Ces fichiers, transmis anonymement à un journaliste allemand puis partagés avec le International Consortium of Investigative Journalists (ICIJ), mobilisent plus de 100 médias dans 80 pays pendant plus d’un an d’enquête.
Les révélations mettent au jour un système mondial d’évasion fiscale et de dissimulation d’actifs. Plus de 200 000 sociétés offshore sont identifiées, liées à des responsables politiques, chefs d’État, milliardaires, sportifs ou célébrités. Si ces montages ne sont pas illégaux en soi, ils ont souvent servi à frauder le fisc, blanchir de l’argent ou contourner des sanctions.
Parmi les personnalités citées figurent notamment le Premier ministre islandais, Sigmundur David Gunnlaugsson, contraint à la démission après les révélations, ou encore des proches du président russe Vladimir Poutine. Le nom du Premier ministre britannique de l’époque, David Cameron, apparaît également à travers un fonds détenu par son père. Des dirigeants, des responsables politiques, mais aussi des figures du sport et du monde des affaires sont concernés, révélant l’ampleur globale du phénomène.

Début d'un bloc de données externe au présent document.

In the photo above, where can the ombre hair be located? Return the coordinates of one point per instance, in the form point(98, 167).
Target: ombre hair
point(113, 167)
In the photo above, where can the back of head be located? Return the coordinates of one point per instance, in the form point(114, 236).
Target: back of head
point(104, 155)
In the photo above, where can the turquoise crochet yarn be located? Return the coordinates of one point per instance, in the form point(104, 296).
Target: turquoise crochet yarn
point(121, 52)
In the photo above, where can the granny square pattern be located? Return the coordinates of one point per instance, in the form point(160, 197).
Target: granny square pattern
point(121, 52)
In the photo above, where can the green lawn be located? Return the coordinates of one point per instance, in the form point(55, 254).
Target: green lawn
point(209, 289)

Le retentissement est immédiat. Des enquêtes judiciaires sont ouvertes dans de nombreux pays, visant à démêler les montages financiers et à identifier d’éventuelles fraudes. Plusieurs responsables politiques sont fragilisés ou contraints de quitter leurs fonctions.
Dix ans plus tard, les conséquences sont importantes. Les Panama Papers ont accéléré la mise en place de mesures de transparence financière, comme les registres des bénéficiaires effectifs ou le renforcement de la coopération fiscale entre États. Sur le plan financier, des milliards d’euros ont été récupérés à travers le monde grâce aux enquêtes et aux régularisations fiscales engagées après les révélations.
Mais ces avancées n’ont pas suffi à faire disparaître les pratiques offshore. Les mécanismes d’optimisation et d’évasion fiscale continuent d’exister, souvent via de nouvelles structures ou juridictions.
Aujourd’hui, les Panama Papers restent un symbole majeur du journalisme d’investigation et un rappel de l’ampleur des circuits financiers opaques à l’échelle mondiale.